B.    Rumusan Masalah
Adapun rumusan masalah dari makalah ini adalah :
1.     Apa yang mempengaruhi lahirnya teori lenyapnya negara?
2.     Apa saja teori-teori yang dikemukakan oleh para ahli mengenai lenyapnya negara?

C.    Tujuan Penulisan
Adapun tujuan dari penulisan makalah ini adalah sebagai berikut :
1.     Untuk mengetahui faktor apa saja yang mempengaruhi lahirnya teori lenyapnya negara.
2.     Untuk mengetahui apa saja teori-teori yang dikemukakan oleh para ahli mengenai
lenyapnya negara.
3.     Untuk mengetahui isi mengenai teori organis, teori anarkis, serta mati tuanya negara
melalui uraian yang akan disajikan dalam makalah.

D.    Manfaat Penulisan
Manfaat penulisan makalah ini diharapkan :
1.     Menambah wawasan bagi penulis dan pembaca, terutama pengatahuan tentang teori
lenyapnya negara dalam mata kuliah ilmu negara.
2.     Dapat dipertimbangkan sebagai bahan pemikiran atau masukan, serta
3.     Memberikan informasi baik bagi penulis maupun pembaca.
BAB 2

KONSEP NEGARA
Negara Istilah negara merupakan terjemahan dari beberapa kata asing: state (Inggris),
staat (Belanda dan Jerman), atau etat (Perancis). Secara terminologi, negara diartikan
sebagai organisasi tertinggi di antara satu kelompok masyarakat yang memiliki cita-cita
untuk bersatu, hidup di dalam suatu kawasan, dan mempunyai pemerintahan yang berdaulat.
Pengertian ini mengandung nilai konstitutif yang pada galibnya dimiliki oleh suatu negara
berdaulat: masyarakat (rakyat), wilayah, dan pemerintahan yang berdaulat. Ketiga unsur ini
perlu ditunjang dengan unsur lainnya seperti adanya konstitusi dan pengakuan dunia
internasional yang oleh Mahfud M.D. disebut dengan unsur deklaratif.
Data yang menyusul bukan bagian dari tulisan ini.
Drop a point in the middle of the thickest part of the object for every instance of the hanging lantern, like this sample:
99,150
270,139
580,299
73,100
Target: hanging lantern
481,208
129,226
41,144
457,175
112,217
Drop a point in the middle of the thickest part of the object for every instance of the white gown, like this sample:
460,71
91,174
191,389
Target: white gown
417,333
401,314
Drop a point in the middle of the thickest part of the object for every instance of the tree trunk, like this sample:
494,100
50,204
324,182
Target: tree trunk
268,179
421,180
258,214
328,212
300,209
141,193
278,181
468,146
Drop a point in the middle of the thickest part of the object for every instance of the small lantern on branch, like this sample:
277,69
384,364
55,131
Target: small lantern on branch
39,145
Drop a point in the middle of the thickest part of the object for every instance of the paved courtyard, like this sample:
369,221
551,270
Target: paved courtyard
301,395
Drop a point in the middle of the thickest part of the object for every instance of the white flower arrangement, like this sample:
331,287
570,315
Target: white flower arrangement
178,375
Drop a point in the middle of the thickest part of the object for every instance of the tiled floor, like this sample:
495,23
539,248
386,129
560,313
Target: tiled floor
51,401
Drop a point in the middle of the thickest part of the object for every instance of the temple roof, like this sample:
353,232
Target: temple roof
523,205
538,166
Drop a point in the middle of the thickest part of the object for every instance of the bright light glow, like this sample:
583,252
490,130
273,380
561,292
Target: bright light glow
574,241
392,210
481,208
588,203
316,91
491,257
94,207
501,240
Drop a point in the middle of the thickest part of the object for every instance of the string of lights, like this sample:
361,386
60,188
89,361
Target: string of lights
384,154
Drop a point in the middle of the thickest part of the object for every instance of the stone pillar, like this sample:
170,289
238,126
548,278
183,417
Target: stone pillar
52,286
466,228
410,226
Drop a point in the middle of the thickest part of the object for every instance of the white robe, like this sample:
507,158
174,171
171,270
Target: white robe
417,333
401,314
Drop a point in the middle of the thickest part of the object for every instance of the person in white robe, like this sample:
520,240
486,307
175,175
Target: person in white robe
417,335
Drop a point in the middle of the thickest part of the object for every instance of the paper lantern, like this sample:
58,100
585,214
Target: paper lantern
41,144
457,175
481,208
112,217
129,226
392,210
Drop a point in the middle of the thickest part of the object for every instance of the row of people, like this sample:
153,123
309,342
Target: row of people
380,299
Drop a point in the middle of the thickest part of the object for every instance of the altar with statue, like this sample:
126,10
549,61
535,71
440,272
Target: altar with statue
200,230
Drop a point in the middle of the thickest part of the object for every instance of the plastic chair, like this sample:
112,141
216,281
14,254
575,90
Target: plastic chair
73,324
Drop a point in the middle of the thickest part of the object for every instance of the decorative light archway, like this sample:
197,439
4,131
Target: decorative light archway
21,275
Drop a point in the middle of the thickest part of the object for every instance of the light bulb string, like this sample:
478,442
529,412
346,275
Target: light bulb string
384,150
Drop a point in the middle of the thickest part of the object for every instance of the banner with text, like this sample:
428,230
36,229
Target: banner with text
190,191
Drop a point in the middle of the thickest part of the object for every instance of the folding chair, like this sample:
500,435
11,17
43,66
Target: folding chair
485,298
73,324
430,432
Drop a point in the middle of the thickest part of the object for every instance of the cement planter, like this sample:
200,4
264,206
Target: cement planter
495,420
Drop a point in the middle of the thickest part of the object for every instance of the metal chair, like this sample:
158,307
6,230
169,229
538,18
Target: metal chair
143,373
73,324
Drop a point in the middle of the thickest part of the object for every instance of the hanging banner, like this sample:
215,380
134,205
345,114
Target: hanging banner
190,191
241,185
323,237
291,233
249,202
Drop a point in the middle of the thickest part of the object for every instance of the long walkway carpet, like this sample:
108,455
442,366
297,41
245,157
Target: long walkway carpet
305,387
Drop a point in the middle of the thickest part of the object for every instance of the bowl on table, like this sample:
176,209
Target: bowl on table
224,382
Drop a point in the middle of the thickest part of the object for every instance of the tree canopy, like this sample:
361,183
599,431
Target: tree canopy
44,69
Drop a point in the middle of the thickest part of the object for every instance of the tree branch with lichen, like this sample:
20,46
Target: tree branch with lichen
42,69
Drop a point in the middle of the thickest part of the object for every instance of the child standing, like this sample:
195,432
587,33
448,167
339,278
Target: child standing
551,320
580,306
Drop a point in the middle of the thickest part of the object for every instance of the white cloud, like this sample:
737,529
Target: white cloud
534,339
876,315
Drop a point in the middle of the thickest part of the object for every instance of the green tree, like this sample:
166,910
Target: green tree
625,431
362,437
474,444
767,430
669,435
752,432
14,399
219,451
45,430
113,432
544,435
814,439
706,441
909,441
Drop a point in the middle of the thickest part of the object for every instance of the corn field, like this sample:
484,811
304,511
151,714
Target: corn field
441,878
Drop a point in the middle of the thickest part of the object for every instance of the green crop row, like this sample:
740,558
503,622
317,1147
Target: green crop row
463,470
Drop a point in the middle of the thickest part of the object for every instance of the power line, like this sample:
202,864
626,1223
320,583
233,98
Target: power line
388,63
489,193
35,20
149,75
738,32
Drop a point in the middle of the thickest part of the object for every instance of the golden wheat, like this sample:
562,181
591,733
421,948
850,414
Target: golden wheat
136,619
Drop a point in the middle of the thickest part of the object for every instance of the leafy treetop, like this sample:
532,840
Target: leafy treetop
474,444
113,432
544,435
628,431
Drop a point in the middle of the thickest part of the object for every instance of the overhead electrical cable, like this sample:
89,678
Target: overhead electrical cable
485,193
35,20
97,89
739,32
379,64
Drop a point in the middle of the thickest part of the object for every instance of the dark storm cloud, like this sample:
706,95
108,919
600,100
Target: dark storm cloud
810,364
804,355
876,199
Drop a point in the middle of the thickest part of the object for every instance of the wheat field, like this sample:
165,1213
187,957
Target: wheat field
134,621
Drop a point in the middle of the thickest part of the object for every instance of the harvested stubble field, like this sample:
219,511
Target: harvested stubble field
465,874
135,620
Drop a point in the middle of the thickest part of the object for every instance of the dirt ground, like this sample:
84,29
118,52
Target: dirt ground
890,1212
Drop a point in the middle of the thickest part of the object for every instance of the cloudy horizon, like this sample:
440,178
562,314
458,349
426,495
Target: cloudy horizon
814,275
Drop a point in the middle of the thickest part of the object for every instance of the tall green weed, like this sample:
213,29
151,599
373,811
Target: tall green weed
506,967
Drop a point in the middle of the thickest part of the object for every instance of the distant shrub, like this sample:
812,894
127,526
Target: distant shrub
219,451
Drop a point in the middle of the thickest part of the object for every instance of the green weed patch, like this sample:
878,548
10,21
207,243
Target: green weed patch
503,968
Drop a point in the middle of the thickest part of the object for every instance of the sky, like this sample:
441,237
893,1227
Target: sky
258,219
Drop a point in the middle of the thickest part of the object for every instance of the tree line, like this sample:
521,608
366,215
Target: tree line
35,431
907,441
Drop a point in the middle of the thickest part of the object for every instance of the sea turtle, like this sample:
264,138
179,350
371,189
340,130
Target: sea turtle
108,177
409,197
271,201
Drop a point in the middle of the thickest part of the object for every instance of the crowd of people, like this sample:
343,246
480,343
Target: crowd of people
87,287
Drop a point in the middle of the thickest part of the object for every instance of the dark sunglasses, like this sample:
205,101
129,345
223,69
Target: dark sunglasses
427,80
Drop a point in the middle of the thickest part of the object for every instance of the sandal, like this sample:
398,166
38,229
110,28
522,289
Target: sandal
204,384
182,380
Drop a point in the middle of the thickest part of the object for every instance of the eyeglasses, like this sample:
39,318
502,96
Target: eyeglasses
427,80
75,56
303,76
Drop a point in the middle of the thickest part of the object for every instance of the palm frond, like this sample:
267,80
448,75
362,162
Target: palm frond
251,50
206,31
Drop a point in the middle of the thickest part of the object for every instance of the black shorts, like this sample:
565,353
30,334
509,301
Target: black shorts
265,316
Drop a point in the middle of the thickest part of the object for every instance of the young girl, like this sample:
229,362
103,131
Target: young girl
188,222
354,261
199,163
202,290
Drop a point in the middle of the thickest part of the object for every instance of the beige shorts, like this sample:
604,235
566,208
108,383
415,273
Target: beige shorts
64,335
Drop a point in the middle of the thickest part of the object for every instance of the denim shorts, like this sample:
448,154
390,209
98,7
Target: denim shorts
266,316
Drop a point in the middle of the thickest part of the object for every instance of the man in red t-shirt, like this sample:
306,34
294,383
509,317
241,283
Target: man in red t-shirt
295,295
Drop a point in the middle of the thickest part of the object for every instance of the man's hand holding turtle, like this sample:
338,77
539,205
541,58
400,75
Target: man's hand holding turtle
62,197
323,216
Rakyat dalam pengertian keberadaan suatu negara adalah sekumpulan manusia yang
dipersatukan oleh persamaan dan bersama-sama mendiami suatu wilayah tertentu. Tidak bisa
dibayangkan jika ada suatu negara tanpa rakyat. Hal ini mengingat rakyat atau warga negara
adalah substratum personel dari negara.
Adapun wilayah adalah unsur negara yang harus terpenuhi karena tidak mungkin ada negara
tanpa batas-batas teritorial yang jelas. Secara umum, wilayah dalam sebuah negara biasanya
mencakup daratan, perairan (samudra, laut, dan sungai), dan udara. Dalam konsep negara
modern masing-masing batas wilayah tersebut diatur dalam perjanjian dan perundang-
undangan internasional. Sedangkan pemerintah adalah alat kelengkapan negara yang bertugas
memimpin organisasi negara untuk mencapai tujuan bersama didirikannya sebuah negara.
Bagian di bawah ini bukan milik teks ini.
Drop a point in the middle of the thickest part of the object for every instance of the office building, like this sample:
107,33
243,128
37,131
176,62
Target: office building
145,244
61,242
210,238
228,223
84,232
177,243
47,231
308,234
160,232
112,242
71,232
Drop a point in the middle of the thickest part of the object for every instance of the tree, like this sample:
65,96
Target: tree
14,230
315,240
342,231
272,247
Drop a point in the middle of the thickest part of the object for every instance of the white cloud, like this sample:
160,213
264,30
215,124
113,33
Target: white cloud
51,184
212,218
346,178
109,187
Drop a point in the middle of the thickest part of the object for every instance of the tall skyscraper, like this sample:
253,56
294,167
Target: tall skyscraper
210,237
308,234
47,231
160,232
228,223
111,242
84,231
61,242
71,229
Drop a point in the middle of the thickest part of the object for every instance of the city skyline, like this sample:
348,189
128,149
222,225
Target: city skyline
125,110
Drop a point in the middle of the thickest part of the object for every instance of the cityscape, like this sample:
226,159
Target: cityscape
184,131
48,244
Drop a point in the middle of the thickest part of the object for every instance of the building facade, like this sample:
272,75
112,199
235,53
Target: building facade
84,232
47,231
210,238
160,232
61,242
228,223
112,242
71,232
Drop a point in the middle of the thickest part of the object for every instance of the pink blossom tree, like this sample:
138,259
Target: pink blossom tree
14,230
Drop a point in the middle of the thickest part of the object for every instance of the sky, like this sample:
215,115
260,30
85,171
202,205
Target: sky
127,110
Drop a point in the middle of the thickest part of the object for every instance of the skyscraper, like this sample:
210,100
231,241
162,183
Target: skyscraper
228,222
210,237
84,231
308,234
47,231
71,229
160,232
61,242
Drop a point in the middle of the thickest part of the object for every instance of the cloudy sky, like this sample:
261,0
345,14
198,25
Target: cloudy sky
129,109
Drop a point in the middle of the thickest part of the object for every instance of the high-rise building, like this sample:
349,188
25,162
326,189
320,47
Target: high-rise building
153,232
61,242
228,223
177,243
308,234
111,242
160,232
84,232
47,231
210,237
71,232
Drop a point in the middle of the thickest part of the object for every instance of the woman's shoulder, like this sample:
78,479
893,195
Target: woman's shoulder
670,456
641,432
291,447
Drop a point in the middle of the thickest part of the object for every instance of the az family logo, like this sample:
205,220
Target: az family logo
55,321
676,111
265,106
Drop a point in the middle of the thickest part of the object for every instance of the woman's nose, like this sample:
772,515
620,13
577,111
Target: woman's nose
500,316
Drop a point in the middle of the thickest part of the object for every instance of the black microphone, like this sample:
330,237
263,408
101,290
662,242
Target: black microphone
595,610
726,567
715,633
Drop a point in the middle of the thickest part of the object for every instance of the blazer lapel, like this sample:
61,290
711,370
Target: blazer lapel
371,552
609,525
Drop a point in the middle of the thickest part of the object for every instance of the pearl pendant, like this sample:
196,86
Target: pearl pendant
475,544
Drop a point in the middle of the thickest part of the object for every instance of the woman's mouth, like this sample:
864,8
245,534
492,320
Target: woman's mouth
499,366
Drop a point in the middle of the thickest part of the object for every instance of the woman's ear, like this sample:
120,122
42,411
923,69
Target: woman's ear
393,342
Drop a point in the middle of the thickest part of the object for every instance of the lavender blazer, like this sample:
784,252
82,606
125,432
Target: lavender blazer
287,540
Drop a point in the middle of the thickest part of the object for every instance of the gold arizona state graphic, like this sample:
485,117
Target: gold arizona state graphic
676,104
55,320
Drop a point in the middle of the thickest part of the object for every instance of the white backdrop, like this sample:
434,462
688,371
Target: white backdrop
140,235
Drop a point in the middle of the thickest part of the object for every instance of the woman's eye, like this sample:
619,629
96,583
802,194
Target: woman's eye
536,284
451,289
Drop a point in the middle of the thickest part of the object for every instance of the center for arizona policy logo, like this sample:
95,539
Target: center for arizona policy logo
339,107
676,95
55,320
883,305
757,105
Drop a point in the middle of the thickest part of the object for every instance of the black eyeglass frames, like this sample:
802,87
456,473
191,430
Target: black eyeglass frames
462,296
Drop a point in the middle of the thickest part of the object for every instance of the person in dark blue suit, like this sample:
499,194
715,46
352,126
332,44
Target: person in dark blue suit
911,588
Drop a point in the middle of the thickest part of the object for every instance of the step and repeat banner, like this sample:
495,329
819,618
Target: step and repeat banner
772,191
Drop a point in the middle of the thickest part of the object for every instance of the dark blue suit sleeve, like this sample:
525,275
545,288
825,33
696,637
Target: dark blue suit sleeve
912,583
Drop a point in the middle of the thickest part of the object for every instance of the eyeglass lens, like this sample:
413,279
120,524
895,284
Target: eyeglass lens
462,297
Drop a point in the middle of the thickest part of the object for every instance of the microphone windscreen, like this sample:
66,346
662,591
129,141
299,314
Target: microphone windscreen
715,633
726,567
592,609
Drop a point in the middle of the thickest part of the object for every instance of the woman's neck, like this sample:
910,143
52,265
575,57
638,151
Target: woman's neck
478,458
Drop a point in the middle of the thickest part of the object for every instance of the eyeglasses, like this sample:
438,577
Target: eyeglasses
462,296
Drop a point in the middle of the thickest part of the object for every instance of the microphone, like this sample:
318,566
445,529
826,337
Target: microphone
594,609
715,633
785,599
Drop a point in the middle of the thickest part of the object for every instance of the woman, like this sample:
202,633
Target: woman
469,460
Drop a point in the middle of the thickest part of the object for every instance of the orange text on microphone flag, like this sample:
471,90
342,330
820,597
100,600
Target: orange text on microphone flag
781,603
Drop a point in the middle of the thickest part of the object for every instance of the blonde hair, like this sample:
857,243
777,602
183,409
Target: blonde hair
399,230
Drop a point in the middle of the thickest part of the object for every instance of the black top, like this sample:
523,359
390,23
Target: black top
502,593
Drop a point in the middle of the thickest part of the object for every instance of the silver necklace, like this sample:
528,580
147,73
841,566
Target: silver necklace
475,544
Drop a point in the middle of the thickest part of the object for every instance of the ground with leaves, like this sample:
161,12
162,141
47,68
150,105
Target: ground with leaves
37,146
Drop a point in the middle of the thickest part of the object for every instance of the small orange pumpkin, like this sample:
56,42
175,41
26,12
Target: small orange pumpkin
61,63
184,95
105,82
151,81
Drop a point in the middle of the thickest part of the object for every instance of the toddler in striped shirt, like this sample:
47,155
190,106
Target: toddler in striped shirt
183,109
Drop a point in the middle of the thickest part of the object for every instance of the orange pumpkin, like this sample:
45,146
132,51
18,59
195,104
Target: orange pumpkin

Pemerintah, melalui aparat dan alat-alat negara, yang menetapkan hukum, melaksanakan
ketertiban dan keamanan, mengadakan perdamaian dan lainnya dalam rangka mewujudkan
kepentingan warga negaranya yang beragam. Untuk mewujudkan cita-cita bersama tersebut
dijumpai bentuk-bentuk negara dan pemerintahan. Pada umumnya, nama sebuah negara
identik dengan model pemerintahan yang dijalankannya, misalnya, negara demokrasi dengan
sistem pemerintahan parlementer atau presidensial.
Ketiga unsur ini dilengkapi dengan unsur negara lainnya, konstitusi. Unsur pengakuan oleh
negara lain hanya bersifat menerangkan tentang adanya negara. Hal ini hanya bersifat
deklaratif, bukan konstutif, sehingga tidak bersifat mutlak.
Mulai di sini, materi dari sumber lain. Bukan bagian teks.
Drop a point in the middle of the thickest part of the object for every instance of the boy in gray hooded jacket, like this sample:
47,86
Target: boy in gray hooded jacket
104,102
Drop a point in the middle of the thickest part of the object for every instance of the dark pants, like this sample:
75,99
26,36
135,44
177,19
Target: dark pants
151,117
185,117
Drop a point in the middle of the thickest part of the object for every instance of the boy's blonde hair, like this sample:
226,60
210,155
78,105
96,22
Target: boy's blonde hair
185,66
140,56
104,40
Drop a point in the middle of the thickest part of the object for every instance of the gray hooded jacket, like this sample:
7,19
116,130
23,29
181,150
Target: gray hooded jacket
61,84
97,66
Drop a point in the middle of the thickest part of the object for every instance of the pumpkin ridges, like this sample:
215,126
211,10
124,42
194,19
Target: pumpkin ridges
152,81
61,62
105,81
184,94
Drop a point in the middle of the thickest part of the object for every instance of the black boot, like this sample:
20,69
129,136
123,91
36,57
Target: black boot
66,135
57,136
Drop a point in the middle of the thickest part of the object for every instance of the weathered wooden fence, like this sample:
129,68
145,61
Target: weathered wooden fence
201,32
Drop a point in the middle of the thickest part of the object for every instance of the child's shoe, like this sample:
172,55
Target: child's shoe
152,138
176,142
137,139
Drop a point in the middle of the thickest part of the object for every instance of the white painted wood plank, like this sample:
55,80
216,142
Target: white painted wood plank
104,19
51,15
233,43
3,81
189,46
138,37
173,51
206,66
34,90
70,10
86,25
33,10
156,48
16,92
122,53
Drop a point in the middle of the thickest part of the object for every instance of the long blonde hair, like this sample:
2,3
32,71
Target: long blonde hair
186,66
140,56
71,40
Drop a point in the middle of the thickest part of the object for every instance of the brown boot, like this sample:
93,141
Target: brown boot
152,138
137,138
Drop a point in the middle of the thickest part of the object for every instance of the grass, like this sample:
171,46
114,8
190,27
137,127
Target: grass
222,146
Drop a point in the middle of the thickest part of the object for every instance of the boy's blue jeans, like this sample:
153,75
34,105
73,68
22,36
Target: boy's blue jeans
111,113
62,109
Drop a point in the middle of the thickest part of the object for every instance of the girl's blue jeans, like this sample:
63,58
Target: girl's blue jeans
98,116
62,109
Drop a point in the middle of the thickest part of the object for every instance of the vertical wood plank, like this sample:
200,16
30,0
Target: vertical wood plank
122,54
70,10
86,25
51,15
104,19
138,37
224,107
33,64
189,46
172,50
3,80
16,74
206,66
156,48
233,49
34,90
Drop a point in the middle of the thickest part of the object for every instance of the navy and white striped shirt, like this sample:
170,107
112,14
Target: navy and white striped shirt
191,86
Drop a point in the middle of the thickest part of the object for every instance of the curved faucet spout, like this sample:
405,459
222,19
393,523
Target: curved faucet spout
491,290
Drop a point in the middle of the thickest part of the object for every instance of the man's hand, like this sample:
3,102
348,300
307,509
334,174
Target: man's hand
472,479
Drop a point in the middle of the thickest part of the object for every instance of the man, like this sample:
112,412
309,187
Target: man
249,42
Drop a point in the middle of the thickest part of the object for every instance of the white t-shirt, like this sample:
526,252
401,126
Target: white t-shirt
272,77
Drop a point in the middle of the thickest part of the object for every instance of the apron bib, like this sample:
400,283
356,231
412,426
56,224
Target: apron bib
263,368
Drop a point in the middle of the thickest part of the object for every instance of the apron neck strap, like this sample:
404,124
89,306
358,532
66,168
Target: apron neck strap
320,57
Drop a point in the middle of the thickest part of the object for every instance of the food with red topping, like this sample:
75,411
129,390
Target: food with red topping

Ada dua macam pengakuan suatu negara, yakni pengakuan de facto dan pengakuan de jure.
Pengakuan de facto ialah pengakuan atas fakta adanya negara. Pengakuan ini didasarkan
adanya fakta bahwa suatu masyarakat politik telah memenuhi tiga unsur utama negara
(wilayah, rakyat, dan pemerintah yang berdaulat). Adapun pengakuan de jure merupakan
pengakuan akan sahnya suatu negara atas dasar pertimbangan yuridis menurut hukum.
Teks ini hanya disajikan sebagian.